Si le film n'a pas été un succès aux Etats-Unis, c'est aussi parce qu'il est victime je pense de sa propre réussite artistique. Ce qu'a cherché à faire Bigelow, c'est ce qu'avait fait dès 1961 l'auteur John Howard Griffin dans son livre Black Like me, sorti sous le titre Dans la peau d'un noir, qui sera d'ailleurs adapté au cinéma en 1964. C'est l'histoire -authentique- d'un journaliste blanc qui se grime en noir, et qui fait cette expérience sociologique. Il propose aux blancs américains, plutôt que d'avoir des préjugés, de se mettre dans la peau d'un noir américain et de vivre, en tout cas constater la ségrégation dont les afro-américains sont victimes.

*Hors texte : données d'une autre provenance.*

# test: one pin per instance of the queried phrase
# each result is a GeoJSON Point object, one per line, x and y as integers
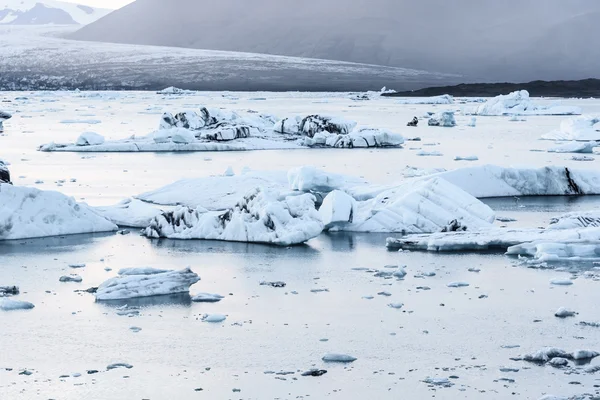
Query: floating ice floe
{"type": "Point", "coordinates": [32, 213]}
{"type": "Point", "coordinates": [575, 147]}
{"type": "Point", "coordinates": [419, 206]}
{"type": "Point", "coordinates": [4, 116]}
{"type": "Point", "coordinates": [311, 179]}
{"type": "Point", "coordinates": [214, 318]}
{"type": "Point", "coordinates": [13, 305]}
{"type": "Point", "coordinates": [260, 217]}
{"type": "Point", "coordinates": [223, 130]}
{"type": "Point", "coordinates": [564, 313]}
{"type": "Point", "coordinates": [171, 90]}
{"type": "Point", "coordinates": [4, 172]}
{"type": "Point", "coordinates": [544, 251]}
{"type": "Point", "coordinates": [519, 103]}
{"type": "Point", "coordinates": [146, 283]}
{"type": "Point", "coordinates": [576, 220]}
{"type": "Point", "coordinates": [130, 213]}
{"type": "Point", "coordinates": [218, 192]}
{"type": "Point", "coordinates": [494, 181]}
{"type": "Point", "coordinates": [492, 239]}
{"type": "Point", "coordinates": [341, 358]}
{"type": "Point", "coordinates": [89, 139]}
{"type": "Point", "coordinates": [443, 99]}
{"type": "Point", "coordinates": [583, 128]}
{"type": "Point", "coordinates": [6, 291]}
{"type": "Point", "coordinates": [444, 119]}
{"type": "Point", "coordinates": [207, 298]}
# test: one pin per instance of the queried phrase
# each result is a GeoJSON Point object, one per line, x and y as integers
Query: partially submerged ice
{"type": "Point", "coordinates": [420, 206]}
{"type": "Point", "coordinates": [494, 181]}
{"type": "Point", "coordinates": [584, 128]}
{"type": "Point", "coordinates": [442, 99]}
{"type": "Point", "coordinates": [130, 213]}
{"type": "Point", "coordinates": [146, 283]}
{"type": "Point", "coordinates": [260, 217]}
{"type": "Point", "coordinates": [519, 103]}
{"type": "Point", "coordinates": [444, 119]}
{"type": "Point", "coordinates": [4, 173]}
{"type": "Point", "coordinates": [32, 213]}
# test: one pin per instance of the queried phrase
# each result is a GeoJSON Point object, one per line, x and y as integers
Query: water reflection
{"type": "Point", "coordinates": [558, 204]}
{"type": "Point", "coordinates": [51, 245]}
{"type": "Point", "coordinates": [173, 300]}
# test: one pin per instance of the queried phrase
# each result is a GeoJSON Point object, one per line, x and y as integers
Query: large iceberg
{"type": "Point", "coordinates": [216, 193]}
{"type": "Point", "coordinates": [312, 124]}
{"type": "Point", "coordinates": [583, 128]}
{"type": "Point", "coordinates": [493, 181]}
{"type": "Point", "coordinates": [444, 119]}
{"type": "Point", "coordinates": [4, 173]}
{"type": "Point", "coordinates": [4, 116]}
{"type": "Point", "coordinates": [576, 220]}
{"type": "Point", "coordinates": [130, 213]}
{"type": "Point", "coordinates": [418, 206]}
{"type": "Point", "coordinates": [519, 103]}
{"type": "Point", "coordinates": [32, 213]}
{"type": "Point", "coordinates": [491, 239]}
{"type": "Point", "coordinates": [260, 217]}
{"type": "Point", "coordinates": [146, 282]}
{"type": "Point", "coordinates": [223, 130]}
{"type": "Point", "coordinates": [443, 99]}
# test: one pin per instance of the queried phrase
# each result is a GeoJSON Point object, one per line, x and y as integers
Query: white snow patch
{"type": "Point", "coordinates": [143, 284]}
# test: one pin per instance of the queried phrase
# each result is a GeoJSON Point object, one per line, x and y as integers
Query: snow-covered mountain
{"type": "Point", "coordinates": [44, 12]}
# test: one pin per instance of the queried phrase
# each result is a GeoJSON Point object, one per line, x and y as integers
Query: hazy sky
{"type": "Point", "coordinates": [102, 3]}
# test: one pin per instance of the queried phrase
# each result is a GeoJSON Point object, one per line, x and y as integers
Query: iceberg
{"type": "Point", "coordinates": [89, 139]}
{"type": "Point", "coordinates": [575, 147]}
{"type": "Point", "coordinates": [32, 213]}
{"type": "Point", "coordinates": [443, 99]}
{"type": "Point", "coordinates": [262, 216]}
{"type": "Point", "coordinates": [576, 220]}
{"type": "Point", "coordinates": [144, 284]}
{"type": "Point", "coordinates": [130, 213]}
{"type": "Point", "coordinates": [583, 128]}
{"type": "Point", "coordinates": [312, 124]}
{"type": "Point", "coordinates": [490, 239]}
{"type": "Point", "coordinates": [311, 179]}
{"type": "Point", "coordinates": [4, 173]}
{"type": "Point", "coordinates": [418, 206]}
{"type": "Point", "coordinates": [519, 103]}
{"type": "Point", "coordinates": [444, 119]}
{"type": "Point", "coordinates": [216, 193]}
{"type": "Point", "coordinates": [493, 181]}
{"type": "Point", "coordinates": [4, 116]}
{"type": "Point", "coordinates": [13, 305]}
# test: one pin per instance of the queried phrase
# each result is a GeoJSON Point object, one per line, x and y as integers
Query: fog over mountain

Dans le film de Kathryn Bigelow, le spectateur blanc américain a les mains sur le mur, le flingue du raciste sur la tempe, il EST ce noir américain. C'est une expérience très violente, comme un film d'horreur. Cette projection est sans doute trop violente pour lui. Aux Etats-Unis, ils sont vraiment dans l'empathie. Ce mot est d'ailleurs employé par la réalisatrice pour défendre son film. Ca, c'est très réussi. Tellement d'ailleurs que je pense que ca fait partie du succès Critique global du film, et en même temps du flop du film au BO américain. Quoi qu'il en soit, Bigelow a fait de son film un outil pédagogique majeur; il a d'ailleurs été vu par les membres du Congrès. Il est de nature à faire évoluer les choses, même si, on le sait, l'opinion publique américaine, sur le plan artistique, est plus sensible ou en tout cas réceptive à des oeuvres comme Mississipi Burning, même si la référence date un peu. Au fond, je pense que le spectateur blanc américain n'est pas encore prêt à voir ce type d'oeuvre.